Notice: On April 23, 2014, Statalist moved from an email list to a forum, based at statalist.org.
[Date Prev][Date Next][Thread Prev][Thread Next][Date Index][Thread Index]
Re: st: how to parallelize Mata (or steal the performance of built-in -tab, summarize-)
From
Nick Cox <[email protected]>
To
[email protected]
Subject
Re: st: how to parallelize Mata (or steal the performance of built-in -tab, summarize-)
Date
Tue, 3 Apr 2012 17:05:11 +0100
I don't know what that - 0.5 * width term is doing there.
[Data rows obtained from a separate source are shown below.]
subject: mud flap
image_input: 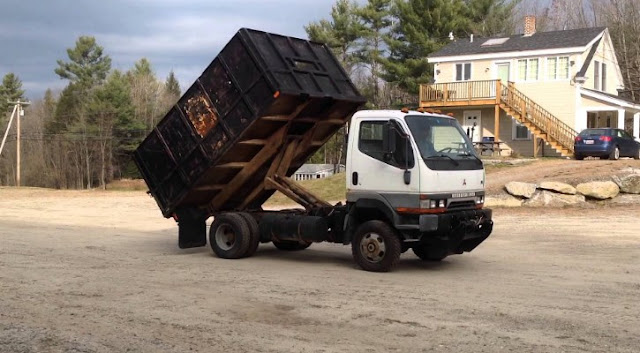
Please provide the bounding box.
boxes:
[176,209,208,249]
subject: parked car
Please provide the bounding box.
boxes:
[574,128,640,160]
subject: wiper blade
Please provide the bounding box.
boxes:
[424,153,460,167]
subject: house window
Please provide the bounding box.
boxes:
[593,60,607,91]
[511,118,531,140]
[518,59,538,81]
[456,63,471,81]
[547,56,569,80]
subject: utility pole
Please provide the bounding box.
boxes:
[9,99,31,187]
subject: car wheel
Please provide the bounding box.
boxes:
[609,146,620,161]
[351,220,402,272]
[209,213,251,259]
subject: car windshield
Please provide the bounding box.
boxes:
[580,129,611,136]
[405,115,476,160]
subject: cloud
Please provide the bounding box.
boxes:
[0,0,334,98]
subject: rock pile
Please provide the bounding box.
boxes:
[486,168,640,207]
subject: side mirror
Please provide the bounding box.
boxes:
[382,123,397,154]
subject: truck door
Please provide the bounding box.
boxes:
[347,120,420,196]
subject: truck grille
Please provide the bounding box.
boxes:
[447,200,476,211]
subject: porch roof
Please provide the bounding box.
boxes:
[580,88,640,112]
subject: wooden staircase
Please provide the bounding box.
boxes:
[497,82,578,157]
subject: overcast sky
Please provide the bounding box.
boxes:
[0,0,334,99]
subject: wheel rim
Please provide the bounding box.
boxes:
[360,233,387,263]
[215,224,236,250]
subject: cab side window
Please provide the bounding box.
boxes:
[358,120,415,169]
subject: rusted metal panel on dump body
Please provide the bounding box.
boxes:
[134,29,365,217]
[182,93,218,137]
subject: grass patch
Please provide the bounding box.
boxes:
[265,173,347,206]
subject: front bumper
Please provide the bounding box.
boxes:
[420,209,493,254]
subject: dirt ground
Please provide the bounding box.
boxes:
[0,189,640,352]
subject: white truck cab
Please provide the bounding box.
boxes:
[346,110,493,270]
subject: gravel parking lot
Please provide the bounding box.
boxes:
[0,189,640,352]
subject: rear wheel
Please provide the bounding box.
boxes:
[209,213,251,259]
[609,146,620,161]
[412,245,449,261]
[239,212,260,257]
[351,220,402,272]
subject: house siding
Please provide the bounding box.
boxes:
[582,34,622,95]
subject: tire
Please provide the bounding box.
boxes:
[411,246,449,262]
[609,146,620,161]
[273,241,311,251]
[238,212,260,257]
[351,220,402,272]
[209,213,251,259]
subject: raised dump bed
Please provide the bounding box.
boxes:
[134,29,365,217]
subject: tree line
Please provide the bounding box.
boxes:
[0,0,640,188]
[0,36,181,189]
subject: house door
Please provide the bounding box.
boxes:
[497,63,511,85]
[462,110,482,142]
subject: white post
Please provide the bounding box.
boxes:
[618,109,624,130]
[0,105,18,156]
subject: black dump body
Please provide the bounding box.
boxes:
[134,29,365,217]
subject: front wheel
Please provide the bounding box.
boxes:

Some ancient
illogic, I guess.
On Tue, Apr 3, 2012 at 4:58 PM, Nick Cox <[email protected]> wrote:
> I had a hack at my -binsm- (STB, SJ) to get a slightly more modern
> flavour. Code follows examples.
>
> At present you can have any bins you like so long as they are defined
> by round(xvar, #) in the first instance. But if # is 0, the distinct
> values of the x variable are used, so you can use a previously-defined
> binning variable.
>
> . sysuse auto, clear
> (1978 Automobile Data)
>
> . binmean mpg weight
>
> . binmean mpg weight, width(100)
>
> . binmean mpg weight, width(100) by(foreign, compact)
>
> . binmean mpg weight, width(100) recast(bar) barw(100) base(0)
>
> . binmean mpg weight, width(100) recast(connected)
>
> . binmean turn trunk weight, width(100) recast(connected)
>
> *! 1.0.0 NJC 3 April 2012
> program binmean
> version 8.2
> syntax varlist(min=2 numeric) [if] [in] ///
> [ , Width(numlist min=1) BY(str) PLOT(str asis) ///
> ADDPLOT(str asis) * ]
>
> quietly {
> if "`width'" == "" local width 0
> local text "bin width `width'"
>
> if `"`by'"' != "" {
> gettoken byvar byrest : by, parse(,)
> gettoken comma byrest : byrest, parse(,)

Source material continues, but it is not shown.